- Born: Gu Mei 1619
- Died: 1664 (aged 44–45)
- Other names: Xu Shanchi Xu Zhizhu
- Occupations: Gējì, painter, Poet
- Title: Lady Hengbo
- Spouse: Gong Dingzi

= Gu Hengbo =

Chinese artist (1619–1664)

Gu Mei (顧媚 (Ku Mei); 1619–1664), better known by her art name Gu Hengbo (顧橫波 (Ku Heng-po)) - also known as Xu Shanchi (徐善持) and Xu Zhizhu (徐智珠) after her marriage - was a Chinese Gējì, poet and painter. She received the title "Lady" (furen) from the early Qing court, and is often addressed as "Lady Hengbo" in Qing writings.

Gu Hengbo was famous for both her beauty and her talent in painting and poetry. As such, she was considered an elite geji, alongside names like Dong Xiaowan, Bian Yujing, and Liu Rushi. She was admired for her paintings of orchids, and published a collection of poems which gained good critical reviews (although few of her works have survived). She was one of the Eight Beauties of Qinhuai described by late Qing officials. The other famed gejis of this group are Ma Xianglan, Bian Yujing, Li Xiangjun, Dong Xiaowan, Liu Rushi, Kou Baimen, and Chen Yuanyuan.

==Life==
Gu Hengbo was born near Nanjing in 1619. Before her marriage to Gong Dingzi, Gu was a Gējì in Nanjing during the reign of Chongzhen. She was well versed in literature and history, and was good at poetry, being known as "the best in Nan Qu" (南曲第一). Gu Hengbo painted both orchids and landscapes in her own style, and did not follow the painting methods of previous generations. When she was eighteen years old, she joined Li Xiangjun, Wang Yue, and others in the "Lan Society", founded by Yangzhou celebrity Zheng Yuanxun in Nanjing. In her Tower Meilou in the Qinhuai district, she hosted a famous literary salon, which counted Chen Liang, Qian Lucan and Mao Xiang among its guests. Yu Huai described Meilou (literally house of bewitchment) as lavish and extravagant.

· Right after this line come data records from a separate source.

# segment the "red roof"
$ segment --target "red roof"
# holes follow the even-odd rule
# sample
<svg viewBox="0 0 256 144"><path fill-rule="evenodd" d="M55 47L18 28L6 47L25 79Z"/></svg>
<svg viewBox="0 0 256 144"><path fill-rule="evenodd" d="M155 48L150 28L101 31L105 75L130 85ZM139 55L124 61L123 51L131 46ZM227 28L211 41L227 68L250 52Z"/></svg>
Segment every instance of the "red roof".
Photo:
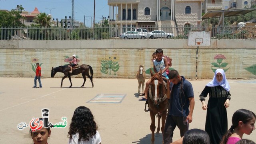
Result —
<svg viewBox="0 0 256 144"><path fill-rule="evenodd" d="M38 11L38 9L37 9L37 8L36 7L34 11L31 12L31 14L40 14L40 12Z"/></svg>

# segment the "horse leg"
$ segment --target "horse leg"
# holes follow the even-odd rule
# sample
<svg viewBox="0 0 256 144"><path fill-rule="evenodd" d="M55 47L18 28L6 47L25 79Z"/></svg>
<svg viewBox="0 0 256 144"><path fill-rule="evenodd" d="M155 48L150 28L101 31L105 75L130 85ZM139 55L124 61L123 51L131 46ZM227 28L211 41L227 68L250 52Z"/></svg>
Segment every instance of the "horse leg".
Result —
<svg viewBox="0 0 256 144"><path fill-rule="evenodd" d="M160 132L160 120L161 120L161 115L159 114L157 114L157 119L158 119L158 122L157 124L157 128L156 129L156 136L159 136L159 132Z"/></svg>
<svg viewBox="0 0 256 144"><path fill-rule="evenodd" d="M144 90L144 86L145 85L145 80L142 81L142 92Z"/></svg>
<svg viewBox="0 0 256 144"><path fill-rule="evenodd" d="M82 75L83 76L83 78L84 78L84 83L83 83L83 85L82 85L82 86L81 86L81 88L82 88L84 86L84 83L85 83L85 82L86 82L86 77L85 76L85 73L82 73Z"/></svg>
<svg viewBox="0 0 256 144"><path fill-rule="evenodd" d="M151 136L151 144L154 144L154 142L155 141L154 132L156 130L156 126L155 126L155 116L156 115L152 112L150 111L150 118L151 118L151 124L150 124L150 130L152 134Z"/></svg>
<svg viewBox="0 0 256 144"><path fill-rule="evenodd" d="M164 144L164 127L165 126L165 120L166 119L167 114L167 111L166 111L162 114L162 127L161 127L161 131L162 131L162 134L163 134L163 144Z"/></svg>
<svg viewBox="0 0 256 144"><path fill-rule="evenodd" d="M88 77L88 78L90 78L90 80L91 80L91 82L92 82L92 87L93 88L94 87L94 85L93 84L93 82L92 82L92 77L91 76L90 76L90 75L89 75L89 72L88 72L86 75Z"/></svg>
<svg viewBox="0 0 256 144"><path fill-rule="evenodd" d="M65 75L64 76L63 76L62 78L61 79L61 83L60 84L60 88L62 87L62 82L63 82L63 80L64 80L66 78L67 76L68 76Z"/></svg>
<svg viewBox="0 0 256 144"><path fill-rule="evenodd" d="M69 86L69 88L72 87L72 82L71 82L71 77L70 76L70 75L68 75L68 79L69 79L69 81L70 82L70 86Z"/></svg>

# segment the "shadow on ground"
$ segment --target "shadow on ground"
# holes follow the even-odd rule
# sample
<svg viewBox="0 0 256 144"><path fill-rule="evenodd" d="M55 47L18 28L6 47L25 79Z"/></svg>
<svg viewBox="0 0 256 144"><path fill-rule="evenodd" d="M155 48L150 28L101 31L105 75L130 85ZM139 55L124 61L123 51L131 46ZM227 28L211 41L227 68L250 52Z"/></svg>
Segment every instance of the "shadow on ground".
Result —
<svg viewBox="0 0 256 144"><path fill-rule="evenodd" d="M155 134L154 144L162 144L162 140L163 136L162 133L158 134L158 136L156 136L156 134ZM143 138L140 139L139 141L132 142L132 143L137 144L150 144L151 143L151 134L147 134Z"/></svg>

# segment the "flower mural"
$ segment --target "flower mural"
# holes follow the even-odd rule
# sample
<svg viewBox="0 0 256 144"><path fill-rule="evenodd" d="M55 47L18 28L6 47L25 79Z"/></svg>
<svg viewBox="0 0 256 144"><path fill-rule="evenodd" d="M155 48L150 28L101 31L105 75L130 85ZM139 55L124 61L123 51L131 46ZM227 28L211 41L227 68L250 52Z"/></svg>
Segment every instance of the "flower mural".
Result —
<svg viewBox="0 0 256 144"><path fill-rule="evenodd" d="M215 72L216 70L218 68L222 68L226 72L230 68L230 67L229 67L228 68L224 69L228 64L226 62L222 62L223 60L226 59L224 55L221 54L217 54L214 56L214 59L217 60L217 63L212 62L211 64L213 66L211 66L211 68L214 72Z"/></svg>
<svg viewBox="0 0 256 144"><path fill-rule="evenodd" d="M36 63L38 62L39 59L36 58L32 58L31 60L32 62L32 63L30 62L30 64L32 66L32 70L36 73L36 69L37 67L37 66L36 66ZM42 64L43 64L43 63L39 64L39 66L41 66Z"/></svg>

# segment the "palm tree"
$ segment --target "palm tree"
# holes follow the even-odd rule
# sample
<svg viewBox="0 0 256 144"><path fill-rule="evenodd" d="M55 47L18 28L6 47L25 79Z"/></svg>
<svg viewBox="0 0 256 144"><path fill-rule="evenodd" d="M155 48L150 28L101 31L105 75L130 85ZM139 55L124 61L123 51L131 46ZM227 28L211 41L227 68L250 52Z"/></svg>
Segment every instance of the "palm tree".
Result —
<svg viewBox="0 0 256 144"><path fill-rule="evenodd" d="M47 15L45 13L41 13L37 15L36 19L35 22L38 24L39 24L41 26L44 27L51 26L51 16Z"/></svg>

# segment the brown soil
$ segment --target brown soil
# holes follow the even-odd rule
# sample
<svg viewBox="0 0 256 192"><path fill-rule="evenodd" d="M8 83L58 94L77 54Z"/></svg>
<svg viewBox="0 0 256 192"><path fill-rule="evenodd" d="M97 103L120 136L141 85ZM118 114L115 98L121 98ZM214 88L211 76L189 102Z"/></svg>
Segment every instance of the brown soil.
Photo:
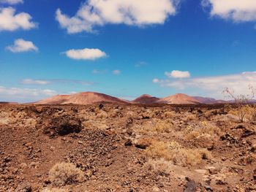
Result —
<svg viewBox="0 0 256 192"><path fill-rule="evenodd" d="M223 104L0 109L0 191L256 190L255 120L240 123ZM167 153L204 149L211 155L167 160L170 154L150 150L158 143L177 144ZM62 162L75 165L84 180L45 191L54 185L50 169Z"/></svg>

Gu Hengbo also acted in kunqu as a male (sheng) impersonator. One of her roles was Zhou Yu (周羽) in Disciplining the Son (教子). The writer Yu Huai (余懷) recounted how, after he had helped her when she ran afoul of the law, she offered to perform a stage drama for him on his birthday.

She fell in love with one of her patrons, Liu Fang (劉芳), promised to marry him and to end her career as a Geji. When she later changed her mind, Liu Fang committed suicide.

One of her patrons, the career official Gong Dingzi, paid 1,000 ounces of silver for her services. In 1643, she left her profession to become a concubine to Gong, and settled with him in the capital. His openly demonstrated love for her attracted much attention during their time, as it offended the norms of Confucian ideals, and her influence over him became legendary. She is known to have saved the poet Yan Ermei from execution, and to have been the benefactor of the artist Zhu Yizun.

In 1659, Gu Hengbo gave birth to a daughter. Anxious to have a son, Gong Dingzi built a private Buddhist temple where the couple could pray for a son.

==Bibliography==
- Berg, Daria (2013). "Women and the Literary World in Early Modern China, 1580-1700"
- Berg, Daria (2007). "The Quest for Gentility in China: Negotiations Beyond Gender and Class"
- Lee, Lily Xiao Hong (2015). "Biographical Dictionary of Chinese Women: v. 1: The Qing Period, 1644-1911"
- Mann, Susan (1997). "Precious Records: Women in China's Long Eighteenth Century"
- Wang, Dewei (2005). "Dynastic Crisis and Cultural Innovation: From the Late Ming to the Late Qing and Beyond"
- Zhang, Hongsheng [張宏生] (2002). "Gong Dingzi and the Courtesan Gu Mei: Their Romance and the Revival of the Song Lyric in the Ming-Qing Transition", in Hsiang Lectures on Chinese Poetry, Volume 2, Grace S. Fong, editor. (Montreal: Center for East Asian Research, McGill University).